I would second the suggestion to sort them. There are already STL set algorithms that operate on sorted ranges (like set_intersection, set_union, etc):
set_intersection
I don't understand why you have to use a map to do intersection. Like people have said, you could put the sets in std::set's, and then use std::set_intersection().
Or you can put them into hash_set's. But then you would have to implement intersection manually: technically you only need to put one of the sets into a hash_set, and then loop through the other one, and test if each element is contained in the hash_set.
Intersection with maps are slow, try a hash_map. (however, this is not provided in all STL implementation.
Alternatively, sort both map and do it in a merge-sort-like way.
What is your intersection algorithm? Maybe there are some improvements to be made?
Here is an alternate method
I do not know it to be faster or slower, but it could be something to try. Before doing so, I also recommend using a profiler to ensure you really are working on the hotspot. Change the sets of numbers you are intersecting to use std::set<int> instead. Then iterate through the smallest one looking at each value you find. For each value in the smallest set, use the find method to see if the number is present in each of the other sets (for performance, search from smallest to largest).
This is optimised in the case that the number is not found in all of the sets, so if the intersection is relatively small, it may be fast.
Then, store the intersection in std::vector<int> instead - insertion using push_back is also very fast.
Here is another alternate method
Change the sets of numbers to std::vector<int> and use std::sort to sort from smallest to largest. Then use std::binary_search to find the values, using roughly the same method as above. This may be faster than searching a std::set since the array is more tightly packed in memory. Actually, never mind that, you can then just iterate through the values in lock-step, looking at the ones with the same value. Increment only the iterators which are less than the minimum value you saw at the previous step (if the values were different).

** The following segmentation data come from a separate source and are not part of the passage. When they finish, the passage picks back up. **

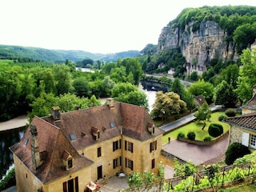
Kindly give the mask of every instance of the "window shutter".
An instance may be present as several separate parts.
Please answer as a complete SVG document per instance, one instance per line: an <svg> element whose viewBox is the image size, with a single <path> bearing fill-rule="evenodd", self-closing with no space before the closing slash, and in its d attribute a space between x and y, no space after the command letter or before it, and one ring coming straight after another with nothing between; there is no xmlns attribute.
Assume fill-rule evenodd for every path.
<svg viewBox="0 0 256 192"><path fill-rule="evenodd" d="M125 141L125 150L127 150L127 142Z"/></svg>
<svg viewBox="0 0 256 192"><path fill-rule="evenodd" d="M248 133L242 133L242 145L244 145L246 146L249 146L249 138L250 138L250 134Z"/></svg>

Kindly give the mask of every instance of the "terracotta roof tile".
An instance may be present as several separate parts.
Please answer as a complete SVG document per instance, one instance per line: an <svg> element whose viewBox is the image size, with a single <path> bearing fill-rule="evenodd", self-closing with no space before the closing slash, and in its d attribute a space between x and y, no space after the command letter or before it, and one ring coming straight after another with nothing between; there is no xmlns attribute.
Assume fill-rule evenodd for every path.
<svg viewBox="0 0 256 192"><path fill-rule="evenodd" d="M37 126L39 151L47 151L45 162L36 170L32 167L30 126L21 141L12 146L10 150L43 183L73 173L92 163L78 154L60 129L37 117L34 118L31 125ZM27 138L29 141L26 146L24 146ZM74 158L75 165L70 170L65 170L63 168L62 157L66 150Z"/></svg>

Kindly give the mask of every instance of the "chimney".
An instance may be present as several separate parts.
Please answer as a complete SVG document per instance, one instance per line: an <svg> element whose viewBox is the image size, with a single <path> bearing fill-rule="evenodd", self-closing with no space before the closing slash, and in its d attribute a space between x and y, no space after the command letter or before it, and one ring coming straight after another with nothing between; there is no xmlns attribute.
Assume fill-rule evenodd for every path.
<svg viewBox="0 0 256 192"><path fill-rule="evenodd" d="M51 108L51 115L54 121L61 119L61 109L59 106L53 106Z"/></svg>
<svg viewBox="0 0 256 192"><path fill-rule="evenodd" d="M109 106L110 108L114 107L114 98L107 98L106 104Z"/></svg>
<svg viewBox="0 0 256 192"><path fill-rule="evenodd" d="M46 158L46 152L39 152L38 130L35 125L30 126L30 138L31 138L31 157L32 167L37 170L42 163L42 158ZM42 158L43 156L43 158Z"/></svg>

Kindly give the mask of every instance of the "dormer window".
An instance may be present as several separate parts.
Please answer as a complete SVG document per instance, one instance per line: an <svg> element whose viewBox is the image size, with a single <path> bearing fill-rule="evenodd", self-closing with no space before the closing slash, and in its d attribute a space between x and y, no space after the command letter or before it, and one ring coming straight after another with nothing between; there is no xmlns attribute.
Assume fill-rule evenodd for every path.
<svg viewBox="0 0 256 192"><path fill-rule="evenodd" d="M114 128L114 124L113 122L110 122L110 127L111 127L111 128Z"/></svg>
<svg viewBox="0 0 256 192"><path fill-rule="evenodd" d="M74 134L70 134L70 137L71 141L75 140L75 135L74 135Z"/></svg>
<svg viewBox="0 0 256 192"><path fill-rule="evenodd" d="M101 138L101 132L99 129L94 126L91 127L91 134L96 141Z"/></svg>
<svg viewBox="0 0 256 192"><path fill-rule="evenodd" d="M147 130L150 132L150 134L153 135L154 134L154 125L152 122L149 122L147 126Z"/></svg>
<svg viewBox="0 0 256 192"><path fill-rule="evenodd" d="M73 158L67 160L67 167L68 169L71 169L73 167Z"/></svg>
<svg viewBox="0 0 256 192"><path fill-rule="evenodd" d="M29 138L26 138L25 142L24 142L24 146L26 146L27 142L29 142Z"/></svg>
<svg viewBox="0 0 256 192"><path fill-rule="evenodd" d="M66 170L68 170L74 167L74 158L67 150L64 150L62 161Z"/></svg>

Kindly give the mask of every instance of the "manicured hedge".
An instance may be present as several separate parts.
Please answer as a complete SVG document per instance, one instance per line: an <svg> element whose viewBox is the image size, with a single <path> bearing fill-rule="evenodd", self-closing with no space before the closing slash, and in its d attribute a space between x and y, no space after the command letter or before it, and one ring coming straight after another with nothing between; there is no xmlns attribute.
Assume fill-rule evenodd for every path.
<svg viewBox="0 0 256 192"><path fill-rule="evenodd" d="M218 123L211 123L208 128L208 133L212 137L218 137L223 134L223 126Z"/></svg>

Might be your algorithm. As I understand it, you are spinning over each set (which I'm hoping is a standard set), and throwing them into yet another map. This is doing a lot of work you don't need to do, since the keys of a standard set are in sorted order already. Instead, take a "merge-sort" like approach. Spin over each iter, dereferencing to find the min. Count the number that have that min, and increment those. If the count was N, add it to the intersection. Repeat until the first map hits it's end (If you compare the sizes before starting, you won't have to check every map's end each time).
Responding to update: There do exist faculties to speed up memory allocation by pre-reserving space, like boost::pool_alloc. Something like:
std::map<int, int, std::less<int>, boost::pool_allocator< std::pair<int const, int> > > m;
But honestly, malloc is pretty good at what it does; I'd profile before doing anything too extreme.
Look at your algorithms, then choose the proper data type. If you're going to have set-like behaviour, and want to do intersections and the like, std::set is the container to use.
Since it's elements are stored in a sorted way, insertion may cost you O(log N), but intersection with another (sorted!) std::set can be done in linear time.
I figured something out: if I attach the debugger to either RELEASE or DEBUG builds (e.g. hit F5 in the IDE), then I get horrible times.